Thailand’s internal political pressures on its Bangkok UNHCR office has resulted in the arrest of at least 50 Pakistani Christian asylum seekers, a church leader there told World Watch Monitor.

On March 7, the Chief of Pakistan’s Christian Congress wrote to the Thai Prime Minister, about arrests of those registered with UNHCR.

“I wish to submit that Pakistani Christians are not economic immigrants…but a socially and politically oppressed and persecuted community in Pakistan now staying in transit in Thailand waiting to be transferred to countries which will accept them as Refugees under international norms and laws enshrined by the UN Refugee Agency.”

Pakistan’s Express Tribune reports on how Christians who flee Islamic extremism have to go into hiding across Southeast Asia while waiting to receive UN refugee status.
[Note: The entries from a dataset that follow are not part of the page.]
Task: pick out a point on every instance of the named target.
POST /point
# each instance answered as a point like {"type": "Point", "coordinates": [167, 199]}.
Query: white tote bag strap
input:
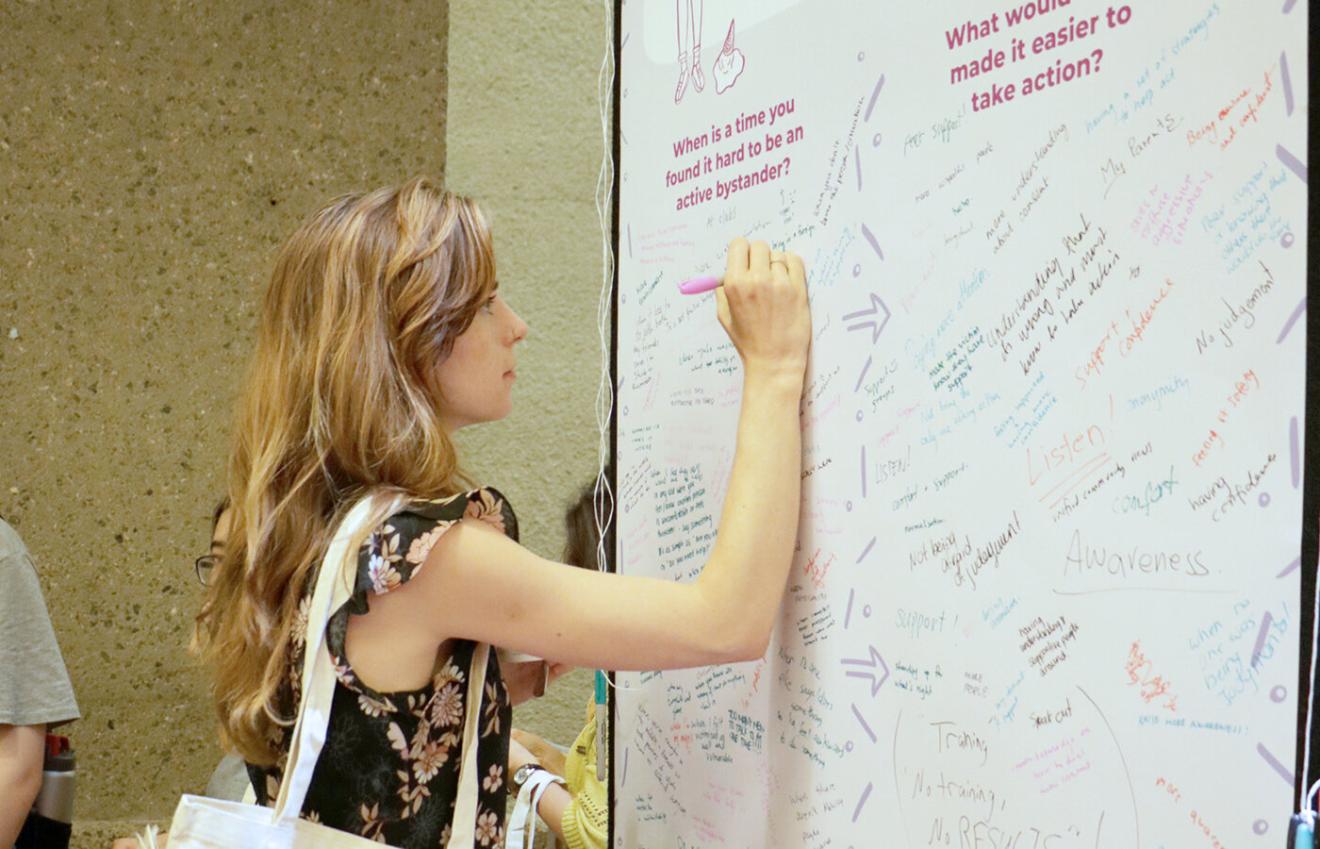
{"type": "Point", "coordinates": [334, 586]}
{"type": "Point", "coordinates": [463, 828]}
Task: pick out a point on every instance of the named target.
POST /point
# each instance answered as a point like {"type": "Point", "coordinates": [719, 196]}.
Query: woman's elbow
{"type": "Point", "coordinates": [742, 643]}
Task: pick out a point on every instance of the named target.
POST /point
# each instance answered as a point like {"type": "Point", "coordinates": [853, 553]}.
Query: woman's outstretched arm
{"type": "Point", "coordinates": [481, 585]}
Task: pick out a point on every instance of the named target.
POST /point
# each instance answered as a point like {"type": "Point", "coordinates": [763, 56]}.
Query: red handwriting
{"type": "Point", "coordinates": [1222, 130]}
{"type": "Point", "coordinates": [817, 568]}
{"type": "Point", "coordinates": [1141, 672]}
{"type": "Point", "coordinates": [1127, 334]}
{"type": "Point", "coordinates": [1071, 449]}
{"type": "Point", "coordinates": [1244, 386]}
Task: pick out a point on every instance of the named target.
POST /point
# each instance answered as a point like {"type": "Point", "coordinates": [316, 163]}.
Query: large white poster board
{"type": "Point", "coordinates": [1046, 586]}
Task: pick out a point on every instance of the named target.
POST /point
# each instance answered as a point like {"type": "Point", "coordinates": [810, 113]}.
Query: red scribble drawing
{"type": "Point", "coordinates": [688, 15]}
{"type": "Point", "coordinates": [729, 65]}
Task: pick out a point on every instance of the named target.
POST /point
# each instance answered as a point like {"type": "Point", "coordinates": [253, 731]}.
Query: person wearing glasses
{"type": "Point", "coordinates": [382, 333]}
{"type": "Point", "coordinates": [34, 689]}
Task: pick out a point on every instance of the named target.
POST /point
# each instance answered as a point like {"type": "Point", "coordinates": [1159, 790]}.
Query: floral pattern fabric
{"type": "Point", "coordinates": [390, 766]}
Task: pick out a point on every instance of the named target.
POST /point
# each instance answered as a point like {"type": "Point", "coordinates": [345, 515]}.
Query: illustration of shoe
{"type": "Point", "coordinates": [729, 65]}
{"type": "Point", "coordinates": [698, 77]}
{"type": "Point", "coordinates": [683, 79]}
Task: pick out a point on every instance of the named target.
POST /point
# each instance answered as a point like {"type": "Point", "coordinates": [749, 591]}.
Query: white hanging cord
{"type": "Point", "coordinates": [1307, 802]}
{"type": "Point", "coordinates": [602, 498]}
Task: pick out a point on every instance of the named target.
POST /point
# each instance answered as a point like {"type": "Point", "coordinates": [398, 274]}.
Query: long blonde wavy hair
{"type": "Point", "coordinates": [341, 400]}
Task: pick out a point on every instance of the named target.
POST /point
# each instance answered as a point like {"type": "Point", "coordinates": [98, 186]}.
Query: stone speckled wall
{"type": "Point", "coordinates": [152, 155]}
{"type": "Point", "coordinates": [524, 136]}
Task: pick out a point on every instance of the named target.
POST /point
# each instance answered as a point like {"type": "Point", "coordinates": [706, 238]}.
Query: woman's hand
{"type": "Point", "coordinates": [519, 755]}
{"type": "Point", "coordinates": [763, 308]}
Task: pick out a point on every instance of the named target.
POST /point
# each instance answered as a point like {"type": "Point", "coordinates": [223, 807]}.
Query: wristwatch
{"type": "Point", "coordinates": [524, 773]}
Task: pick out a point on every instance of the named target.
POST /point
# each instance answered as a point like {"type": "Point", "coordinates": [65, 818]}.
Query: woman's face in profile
{"type": "Point", "coordinates": [477, 378]}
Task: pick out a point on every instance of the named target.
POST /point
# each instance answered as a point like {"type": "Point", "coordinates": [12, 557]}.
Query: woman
{"type": "Point", "coordinates": [380, 334]}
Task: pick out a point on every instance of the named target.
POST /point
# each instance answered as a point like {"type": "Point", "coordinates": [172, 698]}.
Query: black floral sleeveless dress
{"type": "Point", "coordinates": [388, 770]}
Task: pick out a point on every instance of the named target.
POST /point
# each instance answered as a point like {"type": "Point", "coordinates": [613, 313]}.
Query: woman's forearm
{"type": "Point", "coordinates": [743, 580]}
{"type": "Point", "coordinates": [21, 750]}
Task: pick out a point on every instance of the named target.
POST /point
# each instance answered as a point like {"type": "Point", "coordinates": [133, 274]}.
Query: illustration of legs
{"type": "Point", "coordinates": [698, 77]}
{"type": "Point", "coordinates": [688, 31]}
{"type": "Point", "coordinates": [729, 65]}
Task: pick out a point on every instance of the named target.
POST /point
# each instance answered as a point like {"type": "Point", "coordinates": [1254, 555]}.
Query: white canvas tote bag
{"type": "Point", "coordinates": [201, 823]}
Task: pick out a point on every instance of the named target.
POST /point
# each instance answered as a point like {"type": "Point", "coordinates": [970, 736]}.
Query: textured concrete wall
{"type": "Point", "coordinates": [152, 155]}
{"type": "Point", "coordinates": [524, 136]}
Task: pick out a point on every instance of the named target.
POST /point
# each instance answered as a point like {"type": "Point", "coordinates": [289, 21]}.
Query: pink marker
{"type": "Point", "coordinates": [700, 284]}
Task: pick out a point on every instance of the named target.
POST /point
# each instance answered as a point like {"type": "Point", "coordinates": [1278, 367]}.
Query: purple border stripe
{"type": "Point", "coordinates": [1287, 82]}
{"type": "Point", "coordinates": [870, 237]}
{"type": "Point", "coordinates": [866, 794]}
{"type": "Point", "coordinates": [1291, 161]}
{"type": "Point", "coordinates": [1296, 454]}
{"type": "Point", "coordinates": [865, 726]}
{"type": "Point", "coordinates": [1278, 767]}
{"type": "Point", "coordinates": [1291, 321]}
{"type": "Point", "coordinates": [875, 93]}
{"type": "Point", "coordinates": [862, 376]}
{"type": "Point", "coordinates": [1259, 638]}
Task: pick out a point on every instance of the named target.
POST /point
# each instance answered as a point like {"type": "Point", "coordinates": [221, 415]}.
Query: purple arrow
{"type": "Point", "coordinates": [873, 663]}
{"type": "Point", "coordinates": [877, 322]}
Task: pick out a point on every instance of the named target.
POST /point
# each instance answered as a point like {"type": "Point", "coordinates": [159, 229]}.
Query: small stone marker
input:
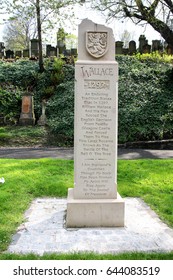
{"type": "Point", "coordinates": [27, 116]}
{"type": "Point", "coordinates": [94, 201]}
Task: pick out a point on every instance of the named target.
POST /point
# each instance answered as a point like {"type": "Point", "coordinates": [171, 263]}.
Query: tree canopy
{"type": "Point", "coordinates": [157, 13]}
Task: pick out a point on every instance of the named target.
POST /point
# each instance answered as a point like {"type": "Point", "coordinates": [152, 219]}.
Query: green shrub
{"type": "Point", "coordinates": [145, 100]}
{"type": "Point", "coordinates": [10, 103]}
{"type": "Point", "coordinates": [60, 111]}
{"type": "Point", "coordinates": [145, 95]}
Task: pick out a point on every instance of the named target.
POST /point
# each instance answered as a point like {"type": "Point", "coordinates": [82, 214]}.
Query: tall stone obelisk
{"type": "Point", "coordinates": [94, 201]}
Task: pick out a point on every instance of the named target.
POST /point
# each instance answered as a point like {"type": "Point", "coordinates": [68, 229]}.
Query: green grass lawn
{"type": "Point", "coordinates": [152, 180]}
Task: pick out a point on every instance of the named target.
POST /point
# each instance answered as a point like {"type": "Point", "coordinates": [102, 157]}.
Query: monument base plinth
{"type": "Point", "coordinates": [94, 212]}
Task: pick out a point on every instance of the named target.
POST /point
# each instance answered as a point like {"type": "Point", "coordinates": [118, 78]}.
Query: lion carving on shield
{"type": "Point", "coordinates": [97, 43]}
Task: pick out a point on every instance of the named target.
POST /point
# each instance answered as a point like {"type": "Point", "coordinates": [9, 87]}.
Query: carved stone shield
{"type": "Point", "coordinates": [97, 43]}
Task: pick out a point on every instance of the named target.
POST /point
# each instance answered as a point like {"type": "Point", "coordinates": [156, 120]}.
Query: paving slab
{"type": "Point", "coordinates": [45, 231]}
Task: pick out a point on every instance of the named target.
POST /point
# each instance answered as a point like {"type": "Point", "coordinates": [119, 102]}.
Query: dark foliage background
{"type": "Point", "coordinates": [145, 96]}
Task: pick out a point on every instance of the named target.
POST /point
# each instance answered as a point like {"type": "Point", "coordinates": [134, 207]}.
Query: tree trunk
{"type": "Point", "coordinates": [41, 66]}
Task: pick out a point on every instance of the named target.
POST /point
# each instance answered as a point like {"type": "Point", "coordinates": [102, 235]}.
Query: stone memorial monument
{"type": "Point", "coordinates": [94, 201]}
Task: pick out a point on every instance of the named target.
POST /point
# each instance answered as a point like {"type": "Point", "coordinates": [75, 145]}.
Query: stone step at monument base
{"type": "Point", "coordinates": [94, 212]}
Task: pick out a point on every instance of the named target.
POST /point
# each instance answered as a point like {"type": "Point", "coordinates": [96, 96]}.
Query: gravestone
{"type": "Point", "coordinates": [119, 47]}
{"type": "Point", "coordinates": [51, 51]}
{"type": "Point", "coordinates": [26, 53]}
{"type": "Point", "coordinates": [94, 201]}
{"type": "Point", "coordinates": [2, 49]}
{"type": "Point", "coordinates": [42, 120]}
{"type": "Point", "coordinates": [27, 116]}
{"type": "Point", "coordinates": [142, 42]}
{"type": "Point", "coordinates": [132, 47]}
{"type": "Point", "coordinates": [156, 45]}
{"type": "Point", "coordinates": [34, 48]}
{"type": "Point", "coordinates": [9, 54]}
{"type": "Point", "coordinates": [18, 54]}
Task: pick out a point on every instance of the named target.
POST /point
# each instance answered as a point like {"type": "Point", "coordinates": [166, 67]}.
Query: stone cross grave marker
{"type": "Point", "coordinates": [94, 201]}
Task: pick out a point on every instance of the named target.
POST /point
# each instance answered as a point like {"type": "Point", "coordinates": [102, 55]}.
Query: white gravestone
{"type": "Point", "coordinates": [94, 201]}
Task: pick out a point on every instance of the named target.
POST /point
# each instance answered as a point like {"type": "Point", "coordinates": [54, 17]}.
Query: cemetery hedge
{"type": "Point", "coordinates": [145, 96]}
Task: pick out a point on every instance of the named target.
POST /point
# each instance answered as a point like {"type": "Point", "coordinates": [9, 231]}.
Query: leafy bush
{"type": "Point", "coordinates": [60, 111]}
{"type": "Point", "coordinates": [10, 103]}
{"type": "Point", "coordinates": [145, 95]}
{"type": "Point", "coordinates": [145, 100]}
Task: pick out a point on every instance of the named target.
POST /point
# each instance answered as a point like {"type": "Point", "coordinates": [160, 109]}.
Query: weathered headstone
{"type": "Point", "coordinates": [18, 54]}
{"type": "Point", "coordinates": [42, 120]}
{"type": "Point", "coordinates": [132, 47]}
{"type": "Point", "coordinates": [9, 54]}
{"type": "Point", "coordinates": [2, 49]}
{"type": "Point", "coordinates": [94, 201]}
{"type": "Point", "coordinates": [142, 42]}
{"type": "Point", "coordinates": [26, 53]}
{"type": "Point", "coordinates": [156, 45]}
{"type": "Point", "coordinates": [27, 116]}
{"type": "Point", "coordinates": [51, 51]}
{"type": "Point", "coordinates": [34, 48]}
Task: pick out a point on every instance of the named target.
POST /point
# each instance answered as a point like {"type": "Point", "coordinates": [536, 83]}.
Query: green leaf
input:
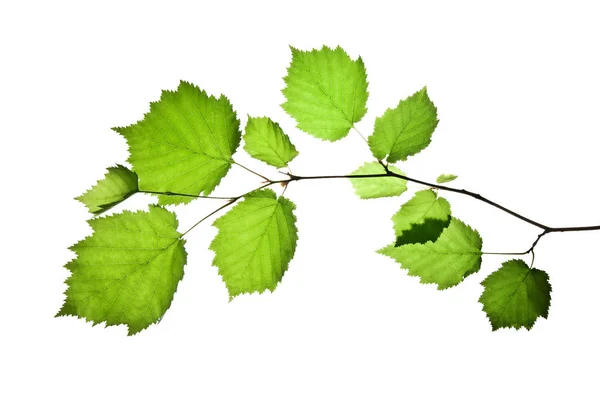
{"type": "Point", "coordinates": [326, 92]}
{"type": "Point", "coordinates": [515, 295]}
{"type": "Point", "coordinates": [118, 184]}
{"type": "Point", "coordinates": [255, 243]}
{"type": "Point", "coordinates": [265, 140]}
{"type": "Point", "coordinates": [445, 262]}
{"type": "Point", "coordinates": [405, 130]}
{"type": "Point", "coordinates": [127, 271]}
{"type": "Point", "coordinates": [185, 143]}
{"type": "Point", "coordinates": [369, 188]}
{"type": "Point", "coordinates": [446, 178]}
{"type": "Point", "coordinates": [421, 219]}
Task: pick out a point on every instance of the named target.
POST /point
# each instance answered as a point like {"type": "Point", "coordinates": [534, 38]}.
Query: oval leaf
{"type": "Point", "coordinates": [255, 243]}
{"type": "Point", "coordinates": [515, 295]}
{"type": "Point", "coordinates": [445, 262]}
{"type": "Point", "coordinates": [118, 184]}
{"type": "Point", "coordinates": [405, 130]}
{"type": "Point", "coordinates": [326, 92]}
{"type": "Point", "coordinates": [369, 188]}
{"type": "Point", "coordinates": [265, 140]}
{"type": "Point", "coordinates": [184, 144]}
{"type": "Point", "coordinates": [128, 270]}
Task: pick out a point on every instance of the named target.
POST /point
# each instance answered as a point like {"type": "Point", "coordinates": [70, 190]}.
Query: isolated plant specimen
{"type": "Point", "coordinates": [128, 270]}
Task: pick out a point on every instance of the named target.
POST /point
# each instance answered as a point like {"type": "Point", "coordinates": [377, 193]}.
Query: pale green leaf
{"type": "Point", "coordinates": [326, 92]}
{"type": "Point", "coordinates": [421, 219]}
{"type": "Point", "coordinates": [405, 130]}
{"type": "Point", "coordinates": [515, 295]}
{"type": "Point", "coordinates": [185, 143]}
{"type": "Point", "coordinates": [255, 243]}
{"type": "Point", "coordinates": [127, 271]}
{"type": "Point", "coordinates": [446, 178]}
{"type": "Point", "coordinates": [118, 184]}
{"type": "Point", "coordinates": [265, 140]}
{"type": "Point", "coordinates": [368, 188]}
{"type": "Point", "coordinates": [445, 262]}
They “no longer fear for their lives, but face other fears like arrest, hunger and the possibility that they will never be able to live freely. Unable to work legally and with no legal status in Thailand, they and others like them must remain mostly hidden while they scrape by on odd jobs and donations from churches, aid groups and individuals.”

Thailand is not a signatory to the 1951 Refugee Convention or its 1967 Protocol and does not have a formal national asylum framework.

Christian Broadcasting News has reported “police in Thailand have arrested more than 400 Pakistani Christian immigrants, including children.”